In our series, all patients received a pulse spray dose of tPA prior to initiation of continuous infusion. This is different from our approach when performing thrombolysis using a single-lumen infusion catheter, in which case tPA bolus is not administered. The idea behind this maneuver is to initiate thrombolysis as early as possible in the treatment course instead of waiting until after performing thrombectomy. Furthermore, administration of tPA bolus through the expanded BEC basket allows the drug to be distributed over a wider surface area within the thrombus. Despite the administration of a pulse spray dose, the total average tPA dose at the completion of treatment was 21.3 mg. This is similar to the average total tPA dose used in recent studies where the total dose ranged between 20 mg and 21 mg.7,11
Although the role of CDT for management of caval and iliofemoral DVT is still being defined, it is clear that some patients remain symptomatic despite therapeutic anticoagulation and thus require advanced therapeutic interventions. Importantly, the benefit of these interventions needs to be considered in the context of the increase in bleeding complications seen in patients treated with CDT. Although we did not observe any significant bleeding events in our series, the rate of major bleeding complications in the CDT arm of the recently published ATTRACT trial was 1.6%. 7 Therefore, significant attention needs to be paid to the patient’s clinical status in addition to close monitoring of coagulation parameters (such as complete blood count, fibrinogen, PTT) throughout the duration of thrombolytic infusion.
Study limitations
Our study has several limitations.
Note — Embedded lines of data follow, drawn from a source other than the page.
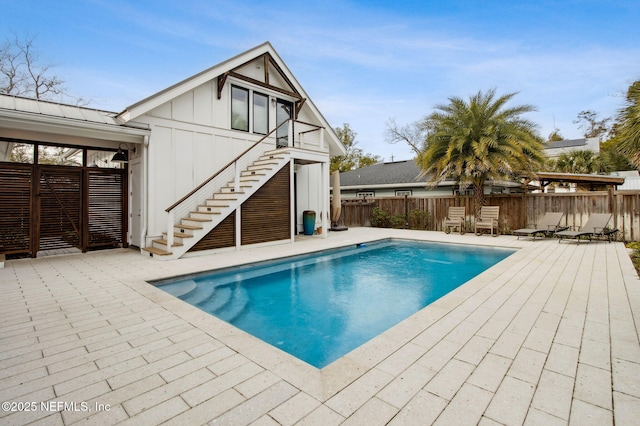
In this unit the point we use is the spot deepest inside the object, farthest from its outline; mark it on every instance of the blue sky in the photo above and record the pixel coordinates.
(361, 62)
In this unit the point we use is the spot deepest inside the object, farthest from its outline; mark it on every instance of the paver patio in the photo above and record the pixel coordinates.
(548, 336)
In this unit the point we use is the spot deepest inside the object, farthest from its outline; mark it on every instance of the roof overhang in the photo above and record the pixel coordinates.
(546, 178)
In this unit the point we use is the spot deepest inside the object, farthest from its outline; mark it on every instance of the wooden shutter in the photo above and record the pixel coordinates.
(60, 207)
(105, 207)
(15, 208)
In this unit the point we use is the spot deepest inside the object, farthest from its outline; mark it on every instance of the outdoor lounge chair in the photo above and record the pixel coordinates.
(549, 224)
(455, 219)
(596, 226)
(488, 219)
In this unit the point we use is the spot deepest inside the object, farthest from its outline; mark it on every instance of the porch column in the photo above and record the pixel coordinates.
(292, 200)
(324, 172)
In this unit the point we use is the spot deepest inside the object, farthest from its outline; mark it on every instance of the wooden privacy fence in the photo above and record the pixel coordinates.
(516, 210)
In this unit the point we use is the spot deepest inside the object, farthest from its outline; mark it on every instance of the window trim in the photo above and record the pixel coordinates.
(248, 109)
(253, 114)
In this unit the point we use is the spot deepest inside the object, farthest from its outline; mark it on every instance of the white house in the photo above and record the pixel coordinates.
(227, 158)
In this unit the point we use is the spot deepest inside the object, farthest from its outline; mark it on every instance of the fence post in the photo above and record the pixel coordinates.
(170, 230)
(236, 177)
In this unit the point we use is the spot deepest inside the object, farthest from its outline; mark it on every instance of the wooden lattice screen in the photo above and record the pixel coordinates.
(60, 207)
(47, 207)
(15, 209)
(105, 218)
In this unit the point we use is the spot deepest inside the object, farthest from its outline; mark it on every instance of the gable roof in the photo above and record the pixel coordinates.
(226, 68)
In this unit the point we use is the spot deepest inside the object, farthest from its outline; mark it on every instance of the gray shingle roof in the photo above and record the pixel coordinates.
(383, 173)
(567, 143)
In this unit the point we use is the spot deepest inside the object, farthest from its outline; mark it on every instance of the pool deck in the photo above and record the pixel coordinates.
(548, 336)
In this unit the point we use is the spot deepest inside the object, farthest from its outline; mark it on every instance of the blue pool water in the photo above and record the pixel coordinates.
(321, 306)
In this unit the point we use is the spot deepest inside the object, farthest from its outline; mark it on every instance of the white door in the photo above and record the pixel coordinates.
(135, 203)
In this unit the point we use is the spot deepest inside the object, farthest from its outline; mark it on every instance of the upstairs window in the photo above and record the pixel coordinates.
(247, 107)
(260, 113)
(239, 109)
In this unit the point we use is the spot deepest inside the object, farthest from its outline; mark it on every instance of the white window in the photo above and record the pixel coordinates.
(247, 107)
(239, 108)
(260, 113)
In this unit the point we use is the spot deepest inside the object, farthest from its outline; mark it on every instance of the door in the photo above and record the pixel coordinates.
(284, 112)
(135, 219)
(59, 208)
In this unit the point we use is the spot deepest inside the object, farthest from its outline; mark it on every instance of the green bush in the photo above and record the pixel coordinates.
(419, 219)
(398, 221)
(380, 218)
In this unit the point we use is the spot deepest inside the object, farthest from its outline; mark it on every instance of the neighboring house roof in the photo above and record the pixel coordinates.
(383, 173)
(569, 143)
(397, 174)
(221, 69)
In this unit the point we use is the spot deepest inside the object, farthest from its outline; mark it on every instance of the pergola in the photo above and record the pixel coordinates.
(592, 182)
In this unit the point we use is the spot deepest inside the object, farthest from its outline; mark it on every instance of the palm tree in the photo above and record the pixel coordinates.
(629, 130)
(480, 140)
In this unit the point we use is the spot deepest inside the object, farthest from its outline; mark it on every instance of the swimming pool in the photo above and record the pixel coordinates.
(320, 306)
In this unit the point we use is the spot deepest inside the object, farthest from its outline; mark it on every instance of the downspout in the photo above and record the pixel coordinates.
(145, 183)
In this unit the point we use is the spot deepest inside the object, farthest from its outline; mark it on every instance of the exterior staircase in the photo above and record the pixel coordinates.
(196, 223)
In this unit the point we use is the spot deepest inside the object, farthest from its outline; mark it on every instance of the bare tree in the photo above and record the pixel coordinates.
(592, 126)
(413, 134)
(23, 74)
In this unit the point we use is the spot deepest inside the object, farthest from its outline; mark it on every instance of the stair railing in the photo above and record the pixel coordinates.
(229, 173)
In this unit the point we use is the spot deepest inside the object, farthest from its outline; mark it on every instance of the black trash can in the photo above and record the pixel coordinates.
(309, 222)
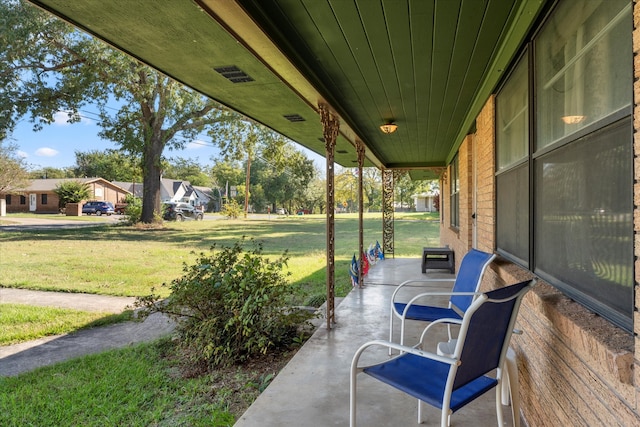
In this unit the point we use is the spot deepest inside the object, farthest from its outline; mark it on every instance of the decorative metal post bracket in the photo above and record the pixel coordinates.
(360, 150)
(330, 128)
(387, 212)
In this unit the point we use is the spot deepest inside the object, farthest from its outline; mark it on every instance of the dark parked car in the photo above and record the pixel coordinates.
(98, 208)
(181, 211)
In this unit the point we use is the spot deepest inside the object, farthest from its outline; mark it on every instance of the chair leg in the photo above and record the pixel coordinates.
(513, 384)
(499, 406)
(352, 400)
(391, 316)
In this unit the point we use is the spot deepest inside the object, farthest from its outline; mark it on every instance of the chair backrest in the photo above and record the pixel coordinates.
(486, 330)
(469, 277)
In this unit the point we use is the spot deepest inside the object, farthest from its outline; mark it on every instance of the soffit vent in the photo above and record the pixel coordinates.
(234, 74)
(294, 117)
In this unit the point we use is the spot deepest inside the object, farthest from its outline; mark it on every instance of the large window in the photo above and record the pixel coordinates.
(512, 181)
(575, 169)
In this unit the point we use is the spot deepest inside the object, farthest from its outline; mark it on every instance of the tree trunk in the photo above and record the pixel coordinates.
(151, 181)
(246, 187)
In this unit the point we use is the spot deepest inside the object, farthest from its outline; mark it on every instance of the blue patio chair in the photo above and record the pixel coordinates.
(465, 289)
(451, 382)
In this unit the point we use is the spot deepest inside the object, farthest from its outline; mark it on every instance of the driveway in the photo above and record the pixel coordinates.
(10, 223)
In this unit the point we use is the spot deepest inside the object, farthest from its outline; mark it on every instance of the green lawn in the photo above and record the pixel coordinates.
(141, 385)
(127, 261)
(19, 323)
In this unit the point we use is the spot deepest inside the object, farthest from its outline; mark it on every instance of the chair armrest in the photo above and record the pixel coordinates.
(401, 348)
(444, 321)
(413, 300)
(407, 283)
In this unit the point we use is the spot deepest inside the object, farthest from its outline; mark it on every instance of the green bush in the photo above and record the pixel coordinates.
(231, 305)
(71, 192)
(231, 209)
(133, 210)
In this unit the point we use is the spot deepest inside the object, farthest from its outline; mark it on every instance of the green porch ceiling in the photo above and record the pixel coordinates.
(427, 65)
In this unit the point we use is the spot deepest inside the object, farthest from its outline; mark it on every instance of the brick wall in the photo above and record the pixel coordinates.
(575, 367)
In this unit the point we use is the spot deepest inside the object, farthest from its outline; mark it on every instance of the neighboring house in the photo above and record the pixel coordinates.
(205, 198)
(172, 190)
(425, 202)
(134, 188)
(39, 196)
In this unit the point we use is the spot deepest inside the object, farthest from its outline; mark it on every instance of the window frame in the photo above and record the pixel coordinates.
(454, 193)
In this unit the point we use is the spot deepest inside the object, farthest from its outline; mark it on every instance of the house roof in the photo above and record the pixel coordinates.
(428, 66)
(134, 188)
(47, 185)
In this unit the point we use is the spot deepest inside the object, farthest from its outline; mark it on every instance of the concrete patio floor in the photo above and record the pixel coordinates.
(313, 389)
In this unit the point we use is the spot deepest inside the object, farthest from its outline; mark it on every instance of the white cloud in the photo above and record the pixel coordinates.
(196, 145)
(46, 152)
(61, 118)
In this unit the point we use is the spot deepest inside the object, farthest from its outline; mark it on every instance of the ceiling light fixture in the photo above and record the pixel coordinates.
(573, 120)
(389, 128)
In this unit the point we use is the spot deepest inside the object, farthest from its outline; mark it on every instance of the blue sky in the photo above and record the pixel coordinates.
(55, 145)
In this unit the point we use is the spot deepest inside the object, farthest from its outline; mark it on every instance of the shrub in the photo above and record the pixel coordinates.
(71, 192)
(133, 210)
(231, 305)
(231, 209)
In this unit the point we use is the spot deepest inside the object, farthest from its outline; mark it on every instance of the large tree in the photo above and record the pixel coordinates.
(46, 66)
(246, 140)
(13, 169)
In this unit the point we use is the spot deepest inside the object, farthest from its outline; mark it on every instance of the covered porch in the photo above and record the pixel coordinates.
(313, 389)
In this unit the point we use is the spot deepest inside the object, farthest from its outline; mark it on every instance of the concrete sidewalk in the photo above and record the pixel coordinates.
(24, 357)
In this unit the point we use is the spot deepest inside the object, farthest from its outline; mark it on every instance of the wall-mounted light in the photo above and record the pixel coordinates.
(389, 128)
(573, 120)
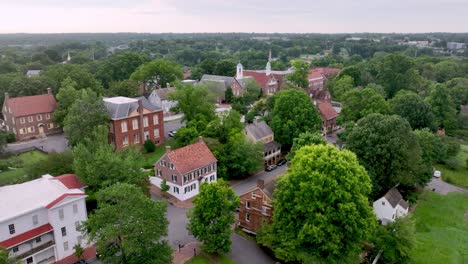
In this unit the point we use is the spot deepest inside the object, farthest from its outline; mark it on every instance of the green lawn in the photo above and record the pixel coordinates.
(19, 175)
(441, 228)
(460, 175)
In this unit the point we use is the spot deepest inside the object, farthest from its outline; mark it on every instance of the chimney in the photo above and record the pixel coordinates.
(261, 184)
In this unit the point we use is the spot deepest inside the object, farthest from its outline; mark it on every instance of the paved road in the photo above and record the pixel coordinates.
(442, 187)
(249, 183)
(57, 143)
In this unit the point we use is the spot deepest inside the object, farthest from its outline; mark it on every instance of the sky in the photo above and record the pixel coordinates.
(184, 16)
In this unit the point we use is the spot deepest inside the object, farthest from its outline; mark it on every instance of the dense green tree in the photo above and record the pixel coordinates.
(99, 166)
(84, 115)
(66, 96)
(129, 236)
(293, 113)
(306, 139)
(443, 107)
(158, 72)
(322, 212)
(359, 103)
(300, 75)
(396, 241)
(193, 101)
(119, 67)
(414, 109)
(387, 148)
(211, 217)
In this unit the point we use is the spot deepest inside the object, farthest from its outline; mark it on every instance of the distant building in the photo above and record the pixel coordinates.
(390, 207)
(33, 73)
(455, 45)
(133, 121)
(184, 169)
(40, 220)
(259, 131)
(255, 206)
(160, 98)
(30, 116)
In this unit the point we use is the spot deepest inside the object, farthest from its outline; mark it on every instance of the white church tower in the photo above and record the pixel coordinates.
(240, 71)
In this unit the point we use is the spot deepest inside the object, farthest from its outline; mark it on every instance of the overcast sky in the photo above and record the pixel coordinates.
(323, 16)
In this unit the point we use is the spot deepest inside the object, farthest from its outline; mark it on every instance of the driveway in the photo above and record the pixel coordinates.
(439, 186)
(249, 183)
(57, 143)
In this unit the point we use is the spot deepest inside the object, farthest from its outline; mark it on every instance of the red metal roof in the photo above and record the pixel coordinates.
(31, 105)
(70, 181)
(191, 157)
(26, 236)
(326, 110)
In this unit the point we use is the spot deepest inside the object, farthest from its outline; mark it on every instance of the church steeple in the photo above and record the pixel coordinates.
(240, 71)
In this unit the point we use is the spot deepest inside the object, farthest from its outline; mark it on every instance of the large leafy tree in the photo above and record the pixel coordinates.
(293, 113)
(359, 103)
(387, 148)
(158, 72)
(84, 115)
(99, 166)
(211, 217)
(322, 212)
(414, 109)
(300, 74)
(443, 107)
(129, 227)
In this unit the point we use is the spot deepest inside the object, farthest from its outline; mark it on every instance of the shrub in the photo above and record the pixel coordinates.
(149, 146)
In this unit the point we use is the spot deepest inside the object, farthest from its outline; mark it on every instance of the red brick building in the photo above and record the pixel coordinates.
(184, 169)
(255, 206)
(30, 116)
(133, 121)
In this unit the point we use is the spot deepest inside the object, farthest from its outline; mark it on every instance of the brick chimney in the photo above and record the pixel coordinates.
(261, 184)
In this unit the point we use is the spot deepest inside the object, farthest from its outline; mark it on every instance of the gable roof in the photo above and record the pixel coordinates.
(259, 129)
(191, 157)
(326, 110)
(31, 105)
(394, 197)
(121, 107)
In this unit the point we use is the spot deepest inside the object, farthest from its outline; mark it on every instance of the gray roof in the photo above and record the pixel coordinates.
(394, 198)
(163, 92)
(259, 129)
(121, 107)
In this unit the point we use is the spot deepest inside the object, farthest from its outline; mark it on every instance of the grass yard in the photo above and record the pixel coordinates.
(204, 259)
(441, 228)
(19, 175)
(460, 175)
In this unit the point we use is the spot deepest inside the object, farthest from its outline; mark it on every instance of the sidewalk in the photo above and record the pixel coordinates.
(184, 254)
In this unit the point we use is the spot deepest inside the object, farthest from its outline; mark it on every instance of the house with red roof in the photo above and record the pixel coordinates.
(185, 169)
(40, 220)
(30, 116)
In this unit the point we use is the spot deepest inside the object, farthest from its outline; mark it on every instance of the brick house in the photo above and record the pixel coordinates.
(133, 121)
(184, 169)
(30, 116)
(259, 131)
(255, 206)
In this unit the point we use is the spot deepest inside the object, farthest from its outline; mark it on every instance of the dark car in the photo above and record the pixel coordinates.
(271, 167)
(281, 162)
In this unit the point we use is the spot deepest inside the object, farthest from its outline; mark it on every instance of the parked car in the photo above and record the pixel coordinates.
(172, 133)
(281, 162)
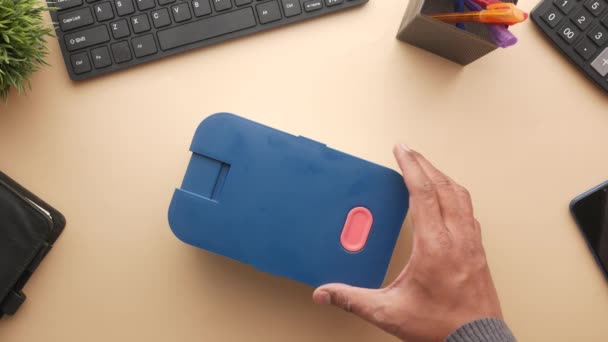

Given a small overall sample size and no available comparator group, the comparative effect of BEC use on the total tPA dose used, length of hospital stay, risk of bleeding complications, or long-term risk of developing post-thrombotic syndrome could not be assessed. Although the unique catheter and basket design have the theoretical potential of improving the safety and efficacy of CDT, larger studies will be needed to assess the true impact of this technology. Long-term follow-up will also be required to determine the impact of BEC-guided CDT on the risk of post-thrombotic syndrome among patients with caval and proximal lower extremity DVT.
Conclusion
In our case series, CDT using the Bashir Endovascular Catheter for treatment of patients with caval and iliofemoral DVT resulted in significant acute symptom improvement and was successful in reducing the overall thrombus burden. The device also appears to be safe in terms of bleeding complications and risk of distal thrombus embolization. Larger studies using this new catheter design are needed to assess the role of BEC-directed CDT in reducing the rates of long-term complications such as post-thrombotic syndrome.
Footnotes
Declaration of conflicting interests
Dr Bashir is the inventor of the Bashir Endovascular Catheter and has equity interest in Thrombolex, Inc. No financial support was received from Thrombolex. The remaining authors have no conflicts of interest to disclose.
Funding
The authors received no financial support for the research, authorship, and/or publication of this article.